When the New York Times last year leaked the news that the Obama White House would not submit his nuclear deal with Iran to the Senate for ratification as a treaty, members of Congress were outraged. In a rare moment of bi-partisan agreement, Democrats and Republicans came together to demand that Congress have some say on the most important foreign policy decision of this administration.
In May, the Senate passed the Iran Nuclear Review Act by a vote of 98-to-1. The House of Representatives passed the bill by 400-to-25 and President Obama signed the act into law.
In order to get President Obama to accept congressional review of this deal, members of Congress agreed to turn the treaty ratification process on its head. Instead of the president needing a two-thirds super-majority vote to approve a treaty, opponents would need a two-thirds super-majority vote to block implementation of the deal.
Many conservatives, myself included, were not happy with this so-called "compromise."
The most important concession that Congress extracted from Obama was that he had to submit to Congress the whole deal, including side agreements. It is now clear that he has failed to do that.
Over the weekend, Rep. Mike Pompeo, a member of the House Intelligence Committee, and David Rivkin, a constitutional law expert, explained in the Washington Post that the Obama Administration was withholding a key side agreement between Iran and the International Atomic Energy Agency.
Moreover, the Iran Nuclear Review Act stated that the president had until September 7th -- yesterday -- to submit all "additional materials," including "side agreements."
Rep. Pompeo and Mr. Rivkin write that the House and Senate "should vote to register their view that the president has not complied with his obligations under the act . . . and that, as a result, the president remains unable to lift statutory sanctions against Iran." Should the president attempt to do so, Congress should take him to court.
My friend Bill Kristol, chairman of the Emergency Committee for Israel, agrees with this analysis, and so do I. But it is up to the congressional leadership to make that happen.
Don't Give Up!
Today, I addressed a press conference on Capitol Hill, hosted by the Endowment for Middle East Truth and other organizations concerned about our national security. I denounced the deal as a sellout of our security to a dangerous regime that calls for the destruction of Israel and the United States, and which is responsible for the death and maiming of thousands of U.S. soldiers.
Tomorrow, I will be speaking at a major rally against the Iranian nuclear deal hosted by the Tea Party Patriots. Speakers include Donald Trump, Senator Ted Cruz, Glenn Beck, Mark Levin and other prominent public officials and grassroots leaders.
I am doing everything possible to fight this terrible deal and will continue speaking out even after the last vote is cast. Military leaders oppose this deal. Arms control experts oppose this deal. And the American people oppose this deal.
Christians & The Law
I am pleased to report that Rowan County, Kentucky, clerk Kim Davis has been released from jail. But I have been very disappointed by the parade of leading Republicans -- Donald Trump, Governor Jeb Bush, Senator Marco Rubio, Governor Chris Christie and others -- who are distancing themselves from Davis.

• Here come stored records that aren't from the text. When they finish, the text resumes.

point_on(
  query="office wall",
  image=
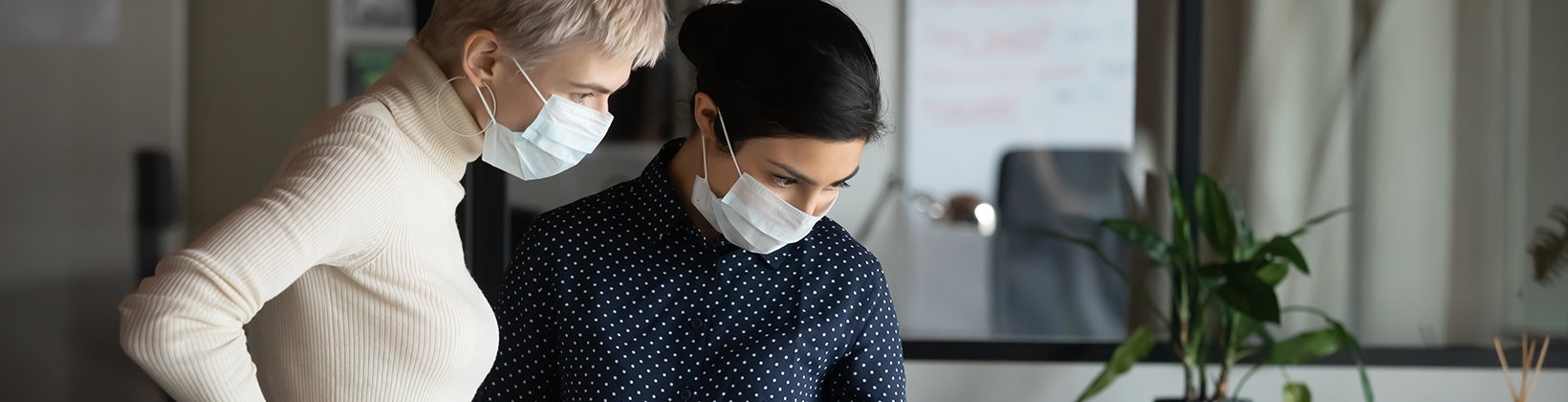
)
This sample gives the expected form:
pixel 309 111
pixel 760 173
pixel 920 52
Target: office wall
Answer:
pixel 82 87
pixel 257 74
pixel 1546 148
pixel 1054 382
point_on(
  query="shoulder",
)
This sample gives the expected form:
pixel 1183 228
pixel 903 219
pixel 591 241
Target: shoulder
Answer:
pixel 593 220
pixel 833 249
pixel 357 135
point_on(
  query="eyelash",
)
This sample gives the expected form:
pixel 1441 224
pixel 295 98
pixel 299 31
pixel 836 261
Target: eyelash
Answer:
pixel 783 181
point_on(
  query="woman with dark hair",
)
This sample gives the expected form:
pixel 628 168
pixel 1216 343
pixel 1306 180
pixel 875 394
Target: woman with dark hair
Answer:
pixel 714 275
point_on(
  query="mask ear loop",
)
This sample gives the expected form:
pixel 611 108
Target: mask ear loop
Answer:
pixel 727 145
pixel 531 80
pixel 488 110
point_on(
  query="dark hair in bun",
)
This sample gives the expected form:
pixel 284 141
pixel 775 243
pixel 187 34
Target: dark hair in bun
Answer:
pixel 784 68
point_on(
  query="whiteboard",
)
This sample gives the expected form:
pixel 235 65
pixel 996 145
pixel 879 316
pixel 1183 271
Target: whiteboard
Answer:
pixel 990 76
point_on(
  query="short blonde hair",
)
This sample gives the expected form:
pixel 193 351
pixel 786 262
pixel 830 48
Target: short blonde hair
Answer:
pixel 535 30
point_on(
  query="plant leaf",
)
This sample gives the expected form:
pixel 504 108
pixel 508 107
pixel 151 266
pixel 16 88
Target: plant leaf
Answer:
pixel 1297 392
pixel 1283 247
pixel 1355 353
pixel 1349 341
pixel 1316 220
pixel 1250 296
pixel 1131 350
pixel 1274 274
pixel 1214 215
pixel 1306 347
pixel 1244 230
pixel 1181 239
pixel 1244 327
pixel 1139 234
pixel 1550 250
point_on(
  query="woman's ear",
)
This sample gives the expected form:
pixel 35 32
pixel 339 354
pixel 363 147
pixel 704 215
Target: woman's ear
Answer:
pixel 706 117
pixel 479 56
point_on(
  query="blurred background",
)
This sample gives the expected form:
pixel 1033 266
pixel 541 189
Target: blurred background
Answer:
pixel 130 126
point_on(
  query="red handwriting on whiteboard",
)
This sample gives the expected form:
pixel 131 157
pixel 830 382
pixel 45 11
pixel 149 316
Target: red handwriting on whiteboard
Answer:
pixel 972 109
pixel 991 43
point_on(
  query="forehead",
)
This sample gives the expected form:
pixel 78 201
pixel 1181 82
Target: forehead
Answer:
pixel 588 65
pixel 810 156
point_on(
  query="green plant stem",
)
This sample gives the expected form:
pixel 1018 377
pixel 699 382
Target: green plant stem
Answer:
pixel 1220 390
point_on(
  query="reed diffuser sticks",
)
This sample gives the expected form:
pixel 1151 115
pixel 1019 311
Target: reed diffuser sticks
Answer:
pixel 1534 353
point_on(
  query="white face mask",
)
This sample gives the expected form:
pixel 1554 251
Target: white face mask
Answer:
pixel 750 215
pixel 561 135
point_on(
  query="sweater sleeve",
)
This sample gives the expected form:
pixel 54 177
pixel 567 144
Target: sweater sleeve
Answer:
pixel 326 206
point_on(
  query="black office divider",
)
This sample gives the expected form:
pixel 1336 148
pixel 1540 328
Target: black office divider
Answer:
pixel 154 208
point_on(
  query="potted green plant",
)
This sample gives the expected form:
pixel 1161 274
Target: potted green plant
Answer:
pixel 1224 302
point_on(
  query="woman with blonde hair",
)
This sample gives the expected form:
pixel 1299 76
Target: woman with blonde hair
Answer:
pixel 343 279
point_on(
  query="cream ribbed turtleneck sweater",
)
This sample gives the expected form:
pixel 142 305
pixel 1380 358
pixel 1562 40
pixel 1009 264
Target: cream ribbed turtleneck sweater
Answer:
pixel 343 279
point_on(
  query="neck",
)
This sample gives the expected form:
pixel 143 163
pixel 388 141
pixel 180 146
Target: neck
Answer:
pixel 470 100
pixel 684 168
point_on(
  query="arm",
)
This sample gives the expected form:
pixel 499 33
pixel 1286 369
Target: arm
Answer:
pixel 874 367
pixel 184 325
pixel 527 365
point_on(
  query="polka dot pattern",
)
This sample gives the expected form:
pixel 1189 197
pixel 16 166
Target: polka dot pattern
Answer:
pixel 618 297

This sorry episode is yet another example of conservatives playing by one set of rules while the left plays by its own.
When the law was the Defense of Marriage Act, the president and attorney general of the United States refused to enforce it. President Obama has routinely refused to enforce various immigration laws or parts of Obamacare. Why were Obama and Holder not held to the same standard as Mrs. Davis?
Commentators insist that Davis is violating the law. What law? Congress has not passed a law recognizing same-sex marriage. Neither has Kentucky. In fact, 75% of Kentucky voters approved a constitutional amendment defining marriage as the union of one man and one woman.
The Supreme Court's decision redefining marriage was a narrow five-to-four vote that upended hundreds of years of accepted law, defied the values of the American people and invalidated the votes of millions of citizens. And the court has been wrong before.
When it ruled that Dred Scott was the property of his slave master, was the proper response for Christians to promote slavery? When the Supreme Court ruled in Plessy v. Ferguson that separate but equal was constitutional, was complying with segregation the proper Christian thing to do?
Generations of Americans have admired the courage of those willing to risk jail for their beliefs, men and women like Rosa Parks and Martin Luther King, Jr. Perhaps the politicians who are piling on Mrs. Davis should read Dr. King's "Letter from a Birmingham Jail," and ponder his thoughts about just laws being those that square "with the moral law or the law of God."